Discussion:
XP is a rare autosomal recessive disease with 100% penetrance. Patients have sensitivity to ultraviolet (UV) radiation, thereby increasing the risk of cutaneous tumours, such as squamous cell carcinoma (SCC), basal cell carcinoma (BCC), and cutaneous melanoma (CM).1The most common cause of death in XP patients is skin cancer5
Normal individuals harbouring XPD polymorphisms are at increased risk for developing acute leukaemia. In a study by ElMahgoub IR et.al, which evaluated polymorphisms of xeroderma pigmentosum genes (XPC, XPD, and XPG) and susceptibility to acute leukaemia among a sample of Egyptian patients, homovariant for XPD had four fold increased risk of developing AML (OR = 4.4, P = 0.025) either alone or with variant genotypes of XPC and XPG.6
The published cases of XP with haematological malignancies are summarised in table 1. Most of the patients were adolescents, with the youngest being a 7 year old with B-ALL with MDS. Death due to leukaemia and treatment related toxicity were observed in all patients except for one.

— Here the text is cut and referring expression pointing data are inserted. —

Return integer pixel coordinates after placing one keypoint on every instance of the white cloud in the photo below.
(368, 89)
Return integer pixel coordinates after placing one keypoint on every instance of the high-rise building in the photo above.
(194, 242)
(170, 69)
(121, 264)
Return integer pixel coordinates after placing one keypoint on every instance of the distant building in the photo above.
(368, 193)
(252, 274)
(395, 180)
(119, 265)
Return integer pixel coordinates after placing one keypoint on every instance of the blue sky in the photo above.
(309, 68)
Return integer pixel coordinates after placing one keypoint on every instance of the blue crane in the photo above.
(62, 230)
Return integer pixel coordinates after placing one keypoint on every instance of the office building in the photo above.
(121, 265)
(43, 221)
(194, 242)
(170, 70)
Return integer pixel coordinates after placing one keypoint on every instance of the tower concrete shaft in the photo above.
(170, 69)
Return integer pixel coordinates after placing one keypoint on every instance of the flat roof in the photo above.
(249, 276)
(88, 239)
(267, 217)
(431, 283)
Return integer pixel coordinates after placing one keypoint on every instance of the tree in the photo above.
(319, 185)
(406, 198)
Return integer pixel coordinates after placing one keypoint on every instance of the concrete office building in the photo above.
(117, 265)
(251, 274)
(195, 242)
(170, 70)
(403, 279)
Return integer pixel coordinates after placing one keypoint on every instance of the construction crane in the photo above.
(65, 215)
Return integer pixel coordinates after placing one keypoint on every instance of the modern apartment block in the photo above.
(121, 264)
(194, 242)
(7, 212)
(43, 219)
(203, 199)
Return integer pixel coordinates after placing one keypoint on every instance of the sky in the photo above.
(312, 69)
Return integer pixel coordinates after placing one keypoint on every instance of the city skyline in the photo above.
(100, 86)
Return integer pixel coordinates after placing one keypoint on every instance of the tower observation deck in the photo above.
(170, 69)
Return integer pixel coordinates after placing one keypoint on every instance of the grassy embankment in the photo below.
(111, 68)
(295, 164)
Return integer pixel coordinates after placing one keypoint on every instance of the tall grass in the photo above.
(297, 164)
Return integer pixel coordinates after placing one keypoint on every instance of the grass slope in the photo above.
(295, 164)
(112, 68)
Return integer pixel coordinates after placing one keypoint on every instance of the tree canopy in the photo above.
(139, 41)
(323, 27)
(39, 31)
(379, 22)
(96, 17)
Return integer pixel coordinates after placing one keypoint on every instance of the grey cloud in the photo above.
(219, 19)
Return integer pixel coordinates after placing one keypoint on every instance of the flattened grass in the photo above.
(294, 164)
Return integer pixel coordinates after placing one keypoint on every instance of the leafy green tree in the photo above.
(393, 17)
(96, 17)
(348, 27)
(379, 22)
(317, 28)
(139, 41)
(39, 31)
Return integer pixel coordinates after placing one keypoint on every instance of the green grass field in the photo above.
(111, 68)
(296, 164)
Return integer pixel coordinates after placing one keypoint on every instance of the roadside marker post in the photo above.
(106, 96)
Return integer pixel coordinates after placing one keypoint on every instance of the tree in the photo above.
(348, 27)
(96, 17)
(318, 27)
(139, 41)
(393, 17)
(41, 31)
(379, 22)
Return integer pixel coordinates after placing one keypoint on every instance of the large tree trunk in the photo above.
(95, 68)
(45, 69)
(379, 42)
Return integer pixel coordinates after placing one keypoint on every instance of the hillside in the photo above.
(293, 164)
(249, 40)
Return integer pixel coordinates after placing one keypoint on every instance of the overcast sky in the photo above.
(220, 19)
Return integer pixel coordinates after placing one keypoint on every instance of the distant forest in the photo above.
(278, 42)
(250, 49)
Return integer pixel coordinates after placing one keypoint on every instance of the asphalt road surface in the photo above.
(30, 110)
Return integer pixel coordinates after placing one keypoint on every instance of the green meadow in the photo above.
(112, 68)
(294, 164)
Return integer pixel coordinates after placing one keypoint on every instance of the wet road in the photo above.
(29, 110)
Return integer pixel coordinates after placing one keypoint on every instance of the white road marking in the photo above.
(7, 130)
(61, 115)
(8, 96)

Treatment of hematologic malignancies in patients with defective DNA repair pathways requires careful consideration.8Patients with XP generally tolerate diagnostic X-rays and radiotherapy.9 However, sensitivity to certain chemotherapies depends on the specific NER deficiency.10
Sumiyoshi et.al11, reported 2 cases of adults with XP, who were relatives, treated using cisplatin for papillary-predominant adenocarcinoma and squamous cell carcinoma of oesophagus. Both of them had enhanced adverse reactions and antitumor activity. The first patient developed diarrhoea, vomiting, transaminitis, hyperbilirubinemia, acute kidney injury (AKI) requiring haemodialysis and complete hearing loss. The second patient developed hearing impairment requiring hearing aid, AKI and severe myelosuppression, leading to death.
In contrast to these reports, our paediatric patient tolerated induction ALL chemotherapy relatively well. Even though there was transient derangement of liver function tests during induction, Pseudomonas sepsis and oral mucositis during protocol M and hyperbilirubinemia during maintenance, he remains disease free at 26 months from diagnosis.